Last Thursday night we discussed the Wesleyan Quadrilateral. One of the four parts of the quadrilateral is TRADITION.
Many Christians are uneasy about the idea of church tradition as an authoritative source for an accurate understanding of God and worship. If the Bible is the inspired Word of God and sufficient for salvation, why do we need church tradition and creeds? Does following church tradition not violate the Bible’s commands to not add to the Scriptures (Deut. 4:2 and Rev. 18–19)?
The answer to the objection to tradition is relatively simple: we need church tradition because the Bible—as a text—requires interpretation.
Take, for example, the command to remember the Sabbath to keep it holy (Ex. 20:8–11). Can we wash dishes on the Sabbath? Go for a walk? Can we get out of bed? Go to the grocery store? Watch football? Play with the kids?
The point is that the command to rest on the Sabbath needs to be interpreted. Even further, it is only based on the church’s theological tradition that we understand why Sunday, rather than the Sabbath, became the Christian holy day. As one theologian once said, the Bible sometimes gives us all the ingredients but doesn’t always tell us how to bake the cake.
Tradition results from moving beyond what a text says and arriving at what it means. Tradition is founded on the conviction that the Holy Spirit inspires both the writing and the reading of Scripture (Heb. 4:12 and 2 Tim. 3:16). The Holy Spirit not only gives God’s people the Word of God but also helps us to understand what it means and apply it in our times.
When the worshiping community arrives at an interpretation by the guidance of the Holy Spirit, that interpretation becomes tradition. The role of tradition, then, is not to invent teaching, but to preserve the integrity of the original meaning of Scripture with the help of the Holy Spirit. We are significantly aided in our efforts to understand the Holy Spirit by recognizing the Great Tradition of the church and entering into dialogue with those who came before us in the effort to live faithfully.

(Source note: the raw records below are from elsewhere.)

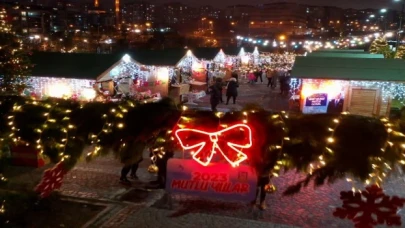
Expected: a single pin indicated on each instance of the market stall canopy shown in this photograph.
(71, 65)
(349, 68)
(166, 57)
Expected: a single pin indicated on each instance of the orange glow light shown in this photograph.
(214, 137)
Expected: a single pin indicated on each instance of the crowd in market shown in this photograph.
(274, 78)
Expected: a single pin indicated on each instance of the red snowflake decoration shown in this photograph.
(370, 208)
(51, 180)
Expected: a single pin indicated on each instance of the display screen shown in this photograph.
(323, 96)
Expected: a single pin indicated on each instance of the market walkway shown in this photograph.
(258, 93)
(140, 206)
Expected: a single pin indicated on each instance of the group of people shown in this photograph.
(273, 76)
(216, 90)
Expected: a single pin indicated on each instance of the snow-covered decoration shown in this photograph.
(370, 208)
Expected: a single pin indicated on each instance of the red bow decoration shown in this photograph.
(51, 180)
(234, 138)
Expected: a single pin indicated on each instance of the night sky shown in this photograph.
(340, 3)
(359, 4)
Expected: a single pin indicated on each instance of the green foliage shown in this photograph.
(325, 147)
(400, 53)
(380, 46)
(15, 65)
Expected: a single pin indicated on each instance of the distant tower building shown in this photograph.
(117, 13)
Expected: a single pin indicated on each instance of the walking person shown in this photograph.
(262, 180)
(258, 74)
(251, 77)
(131, 166)
(232, 89)
(269, 76)
(220, 85)
(215, 93)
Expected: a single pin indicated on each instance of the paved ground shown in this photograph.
(98, 180)
(258, 93)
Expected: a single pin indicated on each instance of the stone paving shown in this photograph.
(309, 208)
(259, 93)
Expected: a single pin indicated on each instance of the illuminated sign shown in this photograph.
(233, 139)
(217, 180)
(323, 96)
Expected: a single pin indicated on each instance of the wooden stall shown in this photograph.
(354, 82)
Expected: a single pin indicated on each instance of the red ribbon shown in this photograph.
(234, 139)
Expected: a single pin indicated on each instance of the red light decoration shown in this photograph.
(51, 180)
(217, 141)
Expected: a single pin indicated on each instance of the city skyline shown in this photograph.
(357, 4)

When we rely on tradition for clarity on the Holy Spirit, we must keep in mind that we are assuming that the Holy Spirit was faithful in guiding the formulation of doctrine. When we look to tradition for teaching on the Holy Spirit, we assume that the faithful community of Christians were under the guidance of the Holy Spirit in arriving at their interpretive conclusions. Relying on the church’s traditions as an authority on Christian teaching by no means replaces the Scriptures with teachings of men; instead, it believes and relies upon the faithfulness of the Holy Spirit to speak in and through the church in history. Embracing church tradition is an exercise in faith that God did not fail in guiding his people in truth in the face of false teaching through the centuries.
Even though the Holy Spirit still speaks in and through the church, the Scriptures alone are in a particular category of divine revelation. As we explored in the previous chapter, the Bible is the inspired, authoritative, inerrant, sufficient, united Word of God. While in the category of divine revelation and affirming that the Holy Spirit still speaks to illuminate our understanding, tradition is not equivalent to the Bible in its authority. While Scripture and tradition complement one another and work together, Scripture alone (sola scriptura) is the primary and final authority. Scripture is in a category all by itself as authoritative divine revelation. This means that tradition must be measured against Scripture and that tradition can never add to the canon of Scripture.